All of our children have been born on rainy days. Some during thunderstorms, some during a more gentle shower, but there was rain for all of them. And three of the five have been born on Fridays. I guess I just like to get all my work done by the end of the week!
The forecast for this Friday is rain, rain, and more rain. In fact, this whole week's forecast is for rain every single day. Is God trying to tell me something?
Oh, I really hope so.
Tomorrow is my official due date, so if you want to proffer a guess in the baby pool, then today is your last day.
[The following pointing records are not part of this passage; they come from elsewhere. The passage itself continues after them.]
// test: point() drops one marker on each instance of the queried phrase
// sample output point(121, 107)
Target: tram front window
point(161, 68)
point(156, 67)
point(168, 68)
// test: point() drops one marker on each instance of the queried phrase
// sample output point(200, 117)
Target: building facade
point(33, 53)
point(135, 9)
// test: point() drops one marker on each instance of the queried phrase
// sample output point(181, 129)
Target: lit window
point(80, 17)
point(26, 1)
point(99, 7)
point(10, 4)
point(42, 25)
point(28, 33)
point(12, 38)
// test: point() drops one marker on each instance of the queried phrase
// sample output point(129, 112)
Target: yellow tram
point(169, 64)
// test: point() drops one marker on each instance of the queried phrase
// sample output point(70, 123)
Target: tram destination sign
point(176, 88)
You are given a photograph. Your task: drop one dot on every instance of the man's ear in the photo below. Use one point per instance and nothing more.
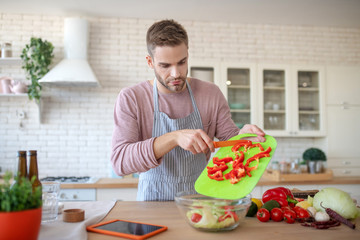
(149, 61)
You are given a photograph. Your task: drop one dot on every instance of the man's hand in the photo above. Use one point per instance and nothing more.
(249, 128)
(195, 141)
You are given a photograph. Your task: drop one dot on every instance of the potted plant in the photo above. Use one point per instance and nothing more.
(315, 158)
(37, 57)
(20, 208)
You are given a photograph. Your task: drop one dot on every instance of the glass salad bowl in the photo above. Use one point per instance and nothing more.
(211, 214)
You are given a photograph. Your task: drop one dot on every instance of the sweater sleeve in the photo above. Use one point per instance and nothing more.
(130, 153)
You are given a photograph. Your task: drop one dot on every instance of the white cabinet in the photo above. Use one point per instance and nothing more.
(284, 100)
(239, 87)
(292, 100)
(343, 117)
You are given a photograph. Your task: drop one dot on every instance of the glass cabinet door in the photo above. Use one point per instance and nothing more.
(308, 100)
(202, 73)
(239, 95)
(274, 95)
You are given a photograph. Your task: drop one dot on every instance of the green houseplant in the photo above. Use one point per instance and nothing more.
(20, 204)
(37, 57)
(314, 158)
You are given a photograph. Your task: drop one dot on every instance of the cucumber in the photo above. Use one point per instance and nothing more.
(269, 205)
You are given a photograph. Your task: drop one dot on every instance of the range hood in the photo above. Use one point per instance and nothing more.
(74, 69)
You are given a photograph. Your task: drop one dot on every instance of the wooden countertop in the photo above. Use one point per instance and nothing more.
(166, 213)
(133, 182)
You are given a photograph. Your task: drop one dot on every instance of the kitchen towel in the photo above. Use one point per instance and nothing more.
(94, 213)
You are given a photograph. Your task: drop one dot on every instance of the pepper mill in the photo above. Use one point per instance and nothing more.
(33, 169)
(22, 165)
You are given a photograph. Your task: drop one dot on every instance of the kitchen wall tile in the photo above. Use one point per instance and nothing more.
(75, 136)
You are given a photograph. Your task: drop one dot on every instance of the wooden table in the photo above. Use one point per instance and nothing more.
(166, 213)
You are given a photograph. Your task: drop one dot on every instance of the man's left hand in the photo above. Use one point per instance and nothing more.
(249, 128)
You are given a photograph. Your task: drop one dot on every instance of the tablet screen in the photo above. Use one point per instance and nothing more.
(129, 228)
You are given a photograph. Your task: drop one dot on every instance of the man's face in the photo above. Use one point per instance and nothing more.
(170, 65)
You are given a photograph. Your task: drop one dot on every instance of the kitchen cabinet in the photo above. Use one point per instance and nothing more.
(292, 100)
(343, 115)
(239, 87)
(284, 100)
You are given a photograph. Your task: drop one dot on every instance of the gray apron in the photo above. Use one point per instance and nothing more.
(179, 168)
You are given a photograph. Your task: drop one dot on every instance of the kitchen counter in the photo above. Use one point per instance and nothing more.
(133, 182)
(166, 213)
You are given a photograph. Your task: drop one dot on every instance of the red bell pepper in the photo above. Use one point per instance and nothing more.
(218, 176)
(280, 194)
(243, 143)
(215, 168)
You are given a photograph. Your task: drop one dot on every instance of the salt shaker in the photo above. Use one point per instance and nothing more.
(6, 51)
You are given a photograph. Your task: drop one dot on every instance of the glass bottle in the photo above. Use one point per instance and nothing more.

I apologize to anyone who guessed an early arrival -- I would have totally been on board with that! I guess my babies just like life on the inside. Fiver would probably still be in there if he could.
There is nothing happening obstetrically speaking, but I am not too surprised. I've been 1 cm for at least a month, most likely longer, with no contractions to speak of. I know that labor can start at any time, without warning, but I also don't pin my hopes on that. I don't even have a bag packed. In fact, I have to find my bag before I can pack it.
Despite all the other general unreadiness, I did have my "baby dream." For all the other children, I have had very vivid dreams of having the baby (minus the pain, of course). And each time, the dream baby turned out to be the opposite gender of the baby I eventually had.
Usually I have the dream much earlier in my pregnancy, and I was starting to think that this might be the time when I didn't have one. But this weekend I dreamed that I had a blond, blue-eyed baby . . . . girl. And she was born smiling.
So what does that mean? Will I be having a scowling, dark-haired boy? Am I just not sleeping enough? Is my subconscious totally messed up? The answer could easily be yes to all of those questions.
Only time will tell.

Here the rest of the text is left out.